Ce référentiel prévoit notamment que l’expert-comptable adresse à son client une lettre de mission qui permet de préciser les contours de la mission, son calendrier de réalisation, les compétences à mettre en œuvre et son coût. La mission s’effectue donc en toute transparence. Il prévoit également l’établissement d’un rapport et une communication régulière entre l’expert-comptable et son client ce qui permet à ce dernier d’avoir toutes les informations nécessaires sur le déroulement de la mission et les difficultés éventuelles rencontrées.
Toute mission d’évaluation commence par une prise de connaissance préalable de l’entreprise et du contexte de l’évaluation qui vont conditionner le choix des méthodes à retenir pour procéder à cette évaluation. En effet plusieurs types de méthodes existent mais il convient de déterminer celles qui sont effectivement adéquates dans le contexte considéré et compte tenu des données financières disponibles ou qui peuvent être obtenues. Il est conseillé, d’une façon générale, de ne pas s’en tenir à une seule méthode, même si souvent une méthode a un rôle prédominant dans la détermination de la valeur finale qui sera retenue et de comparer les résultats de plusieurs approches (méthode multicritères).
Trois catégories de méthodes d’évaluation sont distinguées :
• les méthodes intrinsèques, qui reposent sur des données issues de l’entreprise :
- la méthode patrimoniale qui a pour but d’évaluer, à la valeur actuelle, les éléments d’actif et de passif de l’entreprise et de déterminer un actif net corrigé réévalué,
- l’actualisation des flux futurs de trésorerie nets (méthode des « discounted cash flows-DCF),
- la capitalisation d’un flux normatif, qui peut être assimilée à la simplification de l’actualisation des flux futurs de trésorerie nets,
- l’actualisation des dividendes ;
• les méthodes analogiques ou méthodes des comparables, qui consistent à déterminer la valeur de l’entreprise que l’on cherche à évaluer par référence à la valeur connue d’autres entreprises comparables. Il peut s’agir de sociétés ayant fait l’objet de transactions ou encore de sociétés cotées sur un marché ;
• les autres méthodes qui s’appliquent dans des contextes particuliers ; à titre d’exemple, l’utilisation de barèmes professionnels ou la capacité de remboursement de la société évaluée. Ce dernier critère est utilisé en particulier dans des opérations de LBO.
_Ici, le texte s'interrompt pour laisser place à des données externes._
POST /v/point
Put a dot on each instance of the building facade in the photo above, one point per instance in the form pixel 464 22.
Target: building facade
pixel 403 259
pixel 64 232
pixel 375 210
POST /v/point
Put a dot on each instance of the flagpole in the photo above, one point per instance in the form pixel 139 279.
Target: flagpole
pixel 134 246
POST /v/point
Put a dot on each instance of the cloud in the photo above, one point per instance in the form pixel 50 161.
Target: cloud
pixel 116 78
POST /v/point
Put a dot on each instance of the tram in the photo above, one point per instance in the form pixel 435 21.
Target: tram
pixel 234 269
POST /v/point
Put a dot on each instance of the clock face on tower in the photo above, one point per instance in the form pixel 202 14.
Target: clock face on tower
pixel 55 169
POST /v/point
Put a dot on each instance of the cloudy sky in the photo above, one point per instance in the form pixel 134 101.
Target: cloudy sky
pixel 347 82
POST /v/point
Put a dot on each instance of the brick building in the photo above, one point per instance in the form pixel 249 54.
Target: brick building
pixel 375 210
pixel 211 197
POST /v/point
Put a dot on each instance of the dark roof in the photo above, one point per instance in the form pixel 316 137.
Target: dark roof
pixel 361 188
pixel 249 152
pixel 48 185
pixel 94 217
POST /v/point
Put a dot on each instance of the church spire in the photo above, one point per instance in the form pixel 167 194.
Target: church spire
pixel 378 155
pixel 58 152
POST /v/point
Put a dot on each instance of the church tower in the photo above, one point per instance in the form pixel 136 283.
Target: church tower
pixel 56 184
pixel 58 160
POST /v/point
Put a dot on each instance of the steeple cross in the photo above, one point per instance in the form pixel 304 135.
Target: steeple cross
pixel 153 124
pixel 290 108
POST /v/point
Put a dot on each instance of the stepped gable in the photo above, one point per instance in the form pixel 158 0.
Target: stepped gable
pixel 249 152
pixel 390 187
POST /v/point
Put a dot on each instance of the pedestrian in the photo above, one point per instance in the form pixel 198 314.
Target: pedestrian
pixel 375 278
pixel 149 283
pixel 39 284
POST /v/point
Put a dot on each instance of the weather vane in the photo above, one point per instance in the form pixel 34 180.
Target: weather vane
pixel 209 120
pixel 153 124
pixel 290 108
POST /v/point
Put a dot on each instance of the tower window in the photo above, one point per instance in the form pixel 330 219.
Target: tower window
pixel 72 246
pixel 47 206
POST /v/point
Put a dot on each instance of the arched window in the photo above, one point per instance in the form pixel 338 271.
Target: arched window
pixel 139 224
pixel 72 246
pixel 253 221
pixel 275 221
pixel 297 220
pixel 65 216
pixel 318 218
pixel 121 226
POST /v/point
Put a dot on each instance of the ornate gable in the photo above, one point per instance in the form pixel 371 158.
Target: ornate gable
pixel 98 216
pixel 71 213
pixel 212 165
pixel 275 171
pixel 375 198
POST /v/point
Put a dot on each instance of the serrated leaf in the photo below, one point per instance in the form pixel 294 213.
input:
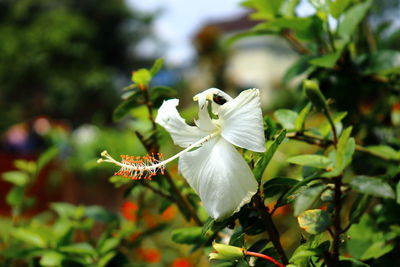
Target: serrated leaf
pixel 306 198
pixel 315 161
pixel 327 60
pixel 386 152
pixel 372 186
pixel 286 117
pixel 51 259
pixel 314 221
pixel 188 235
pixel 337 7
pixel 262 164
pixel 142 77
pixel 30 236
pixel 16 177
pixel 352 17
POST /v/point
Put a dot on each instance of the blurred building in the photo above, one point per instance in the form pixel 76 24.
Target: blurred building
pixel 256 61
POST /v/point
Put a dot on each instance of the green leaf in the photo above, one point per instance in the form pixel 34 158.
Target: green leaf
pixel 315 161
pixel 141 77
pixel 383 62
pixel 277 186
pixel 125 107
pixel 307 198
pixel 51 259
pixel 79 248
pixel 313 93
pixel 337 7
pixel 156 66
pixel 262 164
pixel 24 165
pixel 160 93
pixel 314 221
pixel 286 117
pixel 398 192
pixel 372 186
pixel 188 235
pixel 16 177
pixel 46 157
pixel 15 197
pixel 301 66
pixel 383 151
pixel 352 18
pixel 30 236
pixel 327 60
pixel 300 120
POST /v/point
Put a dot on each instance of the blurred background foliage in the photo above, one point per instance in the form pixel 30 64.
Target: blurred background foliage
pixel 66 95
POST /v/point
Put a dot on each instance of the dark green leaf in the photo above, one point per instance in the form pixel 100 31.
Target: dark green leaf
pixel 337 7
pixel 51 259
pixel 311 88
pixel 188 235
pixel 15 197
pixel 272 146
pixel 306 198
pixel 315 161
pixel 314 221
pixel 352 18
pixel 30 236
pixel 79 248
pixel 278 186
pixel 16 177
pixel 141 77
pixel 125 107
pixel 301 66
pixel 300 120
pixel 156 66
pixel 286 117
pixel 326 61
pixel 358 207
pixel 46 157
pixel 382 62
pixel 386 152
pixel 372 186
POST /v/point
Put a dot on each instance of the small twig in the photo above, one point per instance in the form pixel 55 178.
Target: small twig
pixel 157 191
pixel 296 44
pixel 260 255
pixel 337 229
pixel 270 227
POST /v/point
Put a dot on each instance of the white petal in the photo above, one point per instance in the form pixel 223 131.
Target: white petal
pixel 204 122
pixel 241 121
pixel 182 134
pixel 220 176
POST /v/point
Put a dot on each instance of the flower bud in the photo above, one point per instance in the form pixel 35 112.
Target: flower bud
pixel 226 252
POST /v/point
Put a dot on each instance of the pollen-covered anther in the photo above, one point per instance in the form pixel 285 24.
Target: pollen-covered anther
pixel 135 167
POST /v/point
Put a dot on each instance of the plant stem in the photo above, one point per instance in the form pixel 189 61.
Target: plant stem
pixel 296 44
pixel 259 255
pixel 337 229
pixel 270 227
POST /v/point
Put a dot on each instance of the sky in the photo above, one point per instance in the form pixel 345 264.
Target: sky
pixel 179 20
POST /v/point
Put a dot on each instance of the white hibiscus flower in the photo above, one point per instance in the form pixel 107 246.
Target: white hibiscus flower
pixel 210 163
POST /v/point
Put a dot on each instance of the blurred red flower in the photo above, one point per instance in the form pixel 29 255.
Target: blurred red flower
pixel 129 210
pixel 181 262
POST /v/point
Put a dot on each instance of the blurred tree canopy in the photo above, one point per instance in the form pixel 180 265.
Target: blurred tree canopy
pixel 62 58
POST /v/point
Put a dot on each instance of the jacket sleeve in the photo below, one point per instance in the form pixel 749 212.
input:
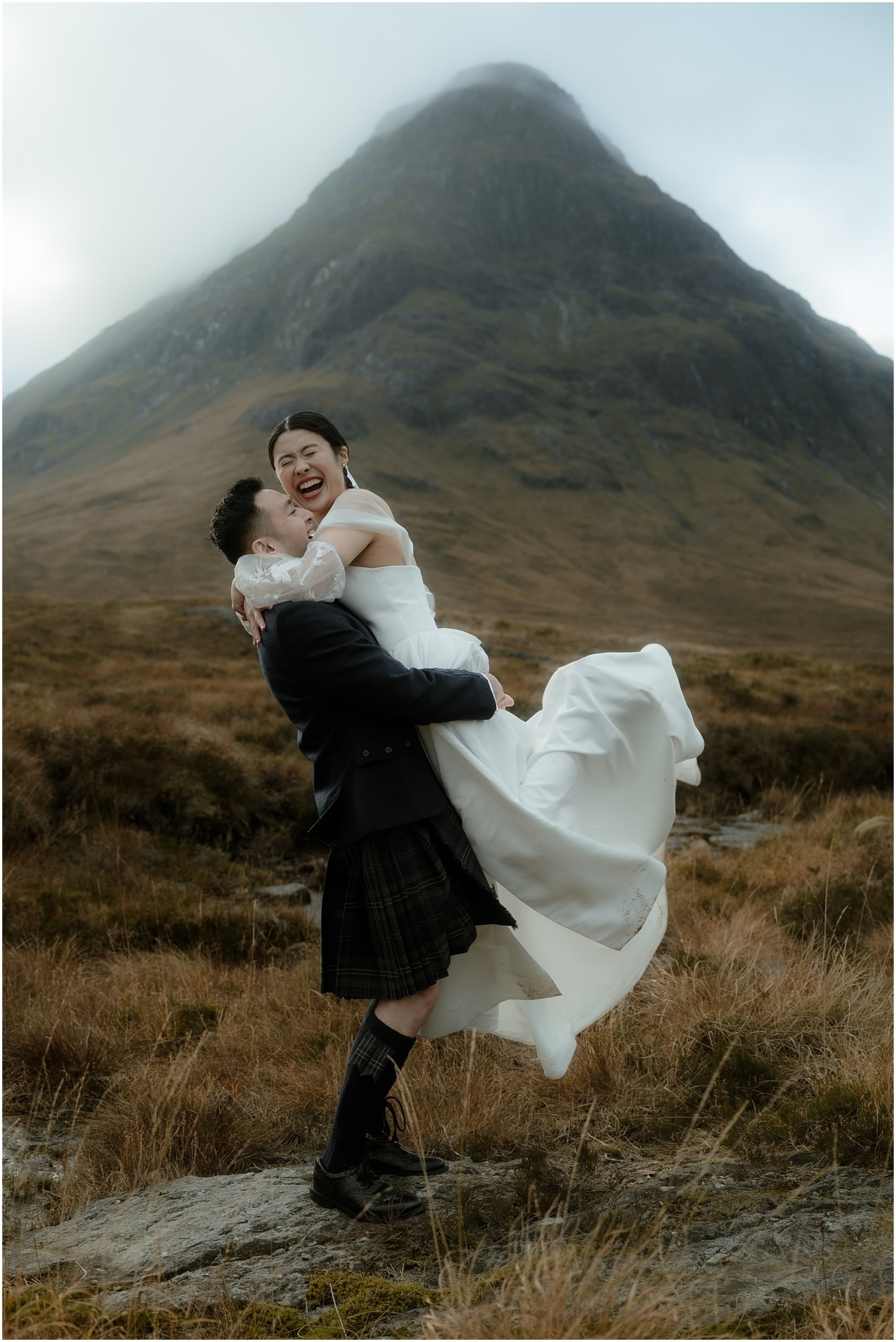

L’expert-comptable évaluateur, dans sa démarche, cherche à déterminer une valeur, par référence à des éléments, qui soit aussi objective que possible et reconnue aussi bien par le commanditaire de l’évaluation que par les tiers qui s’y référeront ou l’apprécieront. Il confronte les différentes valeurs qu’il estime « acceptables », analyse les raisons des écarts constatés et propose une fourchette raisonnable de valeurs. Une valeur n’est jamais une donnée absolue et peut se trouver affectée notamment par les éléments suivants :
- la date de l’évaluation, la valeur ne restant pas figée dans le temps ;
- le destinataire de l’évaluation, à savoir le vendeur ou l’acquéreur.
La valeur se détermine à l’issue d’un processus structuré, elle permet d’étayer la négociation qui aboutira au prix auquel se réalisera effectivement une transaction. En effet dans le prix interviennent également les circonstances et les acteurs prévalant à la transaction. Ainsi entrent en ligne de compte des éléments
tels que :
- la rareté de l’affaire ;
- l’urgence de la transaction ;
- la pluralité ou non de personnes intéressées ;
- le montant minimum que souhaite retirer le vendeur faute de quoi il préférera conserver son bien ;
- le financement que peut obtenir l’acquéreur pour réaliser son opération et le temps qu’il lui faut pour rembourser l’organisme de crédit compte tenu de la capacité bénéficiaire escomptée de la cible ;
- le mode de paiement (numéraire, titres…) et le calendrier de règlement du prix.

Le Conseil supérieur de l’Ordre des experts-comptables ayant, dans ses différentes préoccupations à l’égard de la profession qu’il représente, le rôle de lui fournir des outils pour réaliser au mieux ses missions, a souhaité, à l’occasion de son prochain congrès annuel, publier un guide de l’évaluation. Il a également procédé à une mise à jour de son site internet consacré à l’évaluation d’entreprise.